Pre-Reformation Benedictine monastery at Folkestone, Kent, England

Folkestone Priory was a pre-Reformation Benedictine monastery at Folkestone in the English county of Kent. The priory church survives as the present parish church. It was the successor to Folkestone Abbey, an Anglo-Saxon nunnery on a different site.

==First foundation==
It was probably the first nunnery built in England, founded in the 640s by Saint Eanswith, the daughter of King Eadbald of Kent, who was the son of Saint Æthelberht, the first Christian king among the English. The abbey was dedicated to Saint Peter. Like many other similar foundations, it was destroyed by the Danes and the ruins subsequently fell into the sea.

==Second foundation==
In 1095, another monastery for Benedictine monks was erected on a different site by Nigel de Mundeville, Lord of Folkestone. This was an alien priory, a cell belonging to the Abbey of Lonley or Lolley in Normandy, dedicated to St Mary and St Eanswith, whose relics were deposited in the church. As with its predecessor, the cliff on which the monastery was built was gradually undermined by the sea, and William de Abrincis, in 1137, gave the monks a new site, that of the present parish church of Folkestone.

The conventual buildings were erected between the church and the sea coast.

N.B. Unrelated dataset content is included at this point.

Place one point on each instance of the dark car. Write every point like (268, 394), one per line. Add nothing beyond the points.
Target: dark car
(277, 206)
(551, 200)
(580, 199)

Being an alien priory it was occasionally seized by the king, when England was at war with France, but after a time it was made denizen and independent of the mother-house in Normandy and thus escaped the fate which befell most of the alien priories in the reign of Henry V. It continued to the time of the dissolution and was surrendered to the king on 15 November 1535. The names of twelve priors are known, the last being Thomas Barrett or Bassett. The net income at the dissolution was about £50. It was bestowed by Henry VIII on Edmund, Lord Clinton and Saye.

==Remains==

The Chancel of the current church is partially that of the 1138 church.